China launched its domestic high-speed rail service in 2007 and has the world’s most extensive network of such trains, covering more than 12,000 miles. In 2011, two trains collided near the city of Wenzhou, killing 40 people, raising doubts about the quality and safety of China’s trains and operating system, though there has not been a crash since then.

The country is now trying to export its rail technology, vying for contracts in Mexico, Southeast Asia and elsewhere.  The L.A.-to Vegas route would have been China’s first such contract in the United States.

China’s high-speed rail lines are owned and operated by the China Railway Corp., a state-run entity formerly called the Railway Ministry.

The XpressWest-China venture was announced suddenly in September just days ahead of President Xi Jinping’s visit to the United States.

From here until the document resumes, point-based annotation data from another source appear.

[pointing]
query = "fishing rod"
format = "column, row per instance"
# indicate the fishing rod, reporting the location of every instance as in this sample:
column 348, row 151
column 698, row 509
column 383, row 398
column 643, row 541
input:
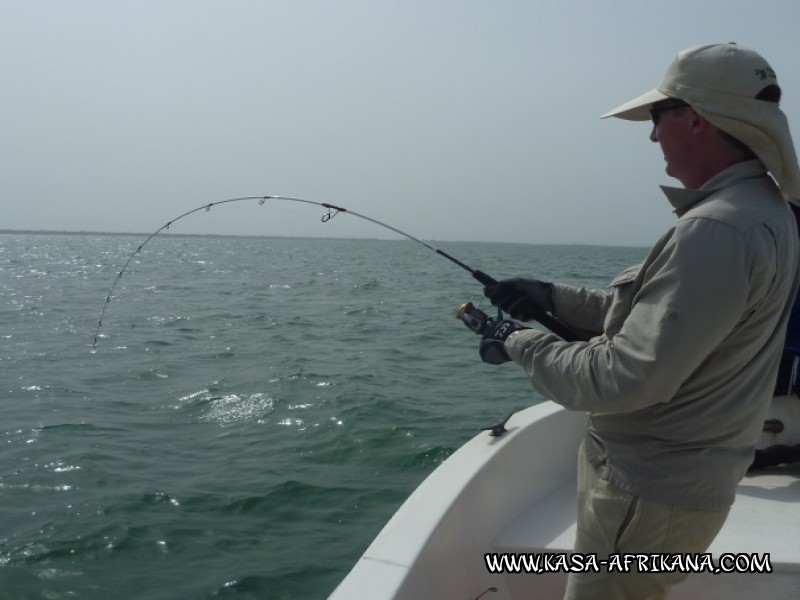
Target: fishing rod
column 471, row 316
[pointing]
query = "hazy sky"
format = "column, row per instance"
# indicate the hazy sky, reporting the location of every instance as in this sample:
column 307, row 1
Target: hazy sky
column 451, row 120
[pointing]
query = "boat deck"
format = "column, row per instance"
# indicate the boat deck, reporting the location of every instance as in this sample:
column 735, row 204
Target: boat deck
column 765, row 511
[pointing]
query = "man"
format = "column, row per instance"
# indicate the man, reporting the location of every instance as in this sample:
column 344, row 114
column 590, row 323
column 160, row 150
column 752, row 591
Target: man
column 679, row 376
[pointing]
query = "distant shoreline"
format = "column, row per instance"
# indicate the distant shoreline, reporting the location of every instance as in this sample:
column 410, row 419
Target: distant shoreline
column 282, row 237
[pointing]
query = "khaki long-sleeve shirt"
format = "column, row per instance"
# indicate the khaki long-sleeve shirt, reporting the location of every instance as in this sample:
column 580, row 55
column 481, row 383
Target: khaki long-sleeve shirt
column 678, row 385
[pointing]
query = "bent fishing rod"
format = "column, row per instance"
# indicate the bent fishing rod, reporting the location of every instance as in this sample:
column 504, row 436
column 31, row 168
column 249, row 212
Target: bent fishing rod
column 548, row 321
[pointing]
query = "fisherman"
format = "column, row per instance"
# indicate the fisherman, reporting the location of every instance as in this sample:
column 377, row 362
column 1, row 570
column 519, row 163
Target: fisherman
column 679, row 375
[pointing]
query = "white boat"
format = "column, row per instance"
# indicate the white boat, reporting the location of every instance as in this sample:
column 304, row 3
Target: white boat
column 516, row 493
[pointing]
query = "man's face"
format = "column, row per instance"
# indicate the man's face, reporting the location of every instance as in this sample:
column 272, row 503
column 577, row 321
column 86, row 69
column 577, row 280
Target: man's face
column 672, row 121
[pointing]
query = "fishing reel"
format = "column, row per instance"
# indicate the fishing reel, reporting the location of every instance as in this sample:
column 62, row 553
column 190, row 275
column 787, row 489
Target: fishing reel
column 477, row 320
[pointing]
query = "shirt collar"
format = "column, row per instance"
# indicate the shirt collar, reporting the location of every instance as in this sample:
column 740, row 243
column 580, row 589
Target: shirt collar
column 682, row 199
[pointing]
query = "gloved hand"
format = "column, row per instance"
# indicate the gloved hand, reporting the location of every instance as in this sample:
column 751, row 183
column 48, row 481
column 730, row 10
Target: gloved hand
column 492, row 347
column 521, row 298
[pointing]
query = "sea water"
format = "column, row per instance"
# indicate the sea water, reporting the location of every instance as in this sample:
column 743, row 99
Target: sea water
column 253, row 413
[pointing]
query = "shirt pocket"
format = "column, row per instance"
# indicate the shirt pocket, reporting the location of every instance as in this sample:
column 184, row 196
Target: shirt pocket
column 623, row 291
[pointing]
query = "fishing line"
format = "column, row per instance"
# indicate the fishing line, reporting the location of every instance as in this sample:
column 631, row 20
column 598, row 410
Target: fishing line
column 551, row 323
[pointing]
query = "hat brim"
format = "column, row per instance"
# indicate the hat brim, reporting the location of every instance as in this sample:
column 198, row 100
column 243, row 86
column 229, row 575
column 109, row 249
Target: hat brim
column 637, row 109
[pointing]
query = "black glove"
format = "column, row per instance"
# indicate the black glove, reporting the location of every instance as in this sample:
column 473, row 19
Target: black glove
column 521, row 298
column 492, row 347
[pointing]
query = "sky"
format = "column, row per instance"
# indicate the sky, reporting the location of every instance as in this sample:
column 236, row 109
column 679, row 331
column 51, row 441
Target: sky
column 450, row 120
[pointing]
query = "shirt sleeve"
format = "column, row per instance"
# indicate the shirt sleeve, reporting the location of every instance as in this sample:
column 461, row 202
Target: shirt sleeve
column 693, row 294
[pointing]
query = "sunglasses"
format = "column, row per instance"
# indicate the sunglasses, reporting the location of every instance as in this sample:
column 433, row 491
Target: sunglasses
column 655, row 112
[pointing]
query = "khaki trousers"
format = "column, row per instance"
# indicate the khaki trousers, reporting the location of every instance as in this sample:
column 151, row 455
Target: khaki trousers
column 611, row 520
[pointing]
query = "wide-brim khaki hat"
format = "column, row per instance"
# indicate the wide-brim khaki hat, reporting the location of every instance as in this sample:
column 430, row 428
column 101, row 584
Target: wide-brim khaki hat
column 721, row 82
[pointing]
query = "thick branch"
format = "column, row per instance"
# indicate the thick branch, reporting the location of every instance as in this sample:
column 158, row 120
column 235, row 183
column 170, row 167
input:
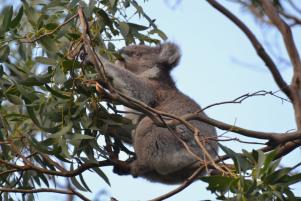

But details were scant.

XpressWest, formerly called DesertXpress, said it had formed a joint venture with China Railway International USA, a consortium led by China Railway. China Railway International stated that it would provide initial capital of $100 million.

Yang Zhongmin, chairman of China Railway International, said in September that the deal would be a “landmark in overseas investment for the Chinese railway sector and serve as a model of international cooperation.”

A Los Angeles-to-Las Vegas bullet train has long been discussed. XpressWest had been talking about a 185-mile route that would run adjacent to heavily traveled Interstate 15 from Las Vegas to Victorville, 85 miles northeast of downtown Los Angeles.

But in wake of the September announcement, Chinese officials described the project as a 230-mile route with an additional stop in Palmdale and eventual service throughout the Los Angeles area using some of the same track that would be used by the publicly backed California high-speed rail project.

“The team at XpressWest is optimistic CRI and its affiliates will one day succeed in establishing a viable presence in the United States rail market; however, our ambitions outpace CRI’s ability to move the project forward timely and efficiently,” XpressWest said Wednesday after terminating the deal. “XpressWest is undeterred by this development and remains dedicated to completing its high-speed passenger rail project.”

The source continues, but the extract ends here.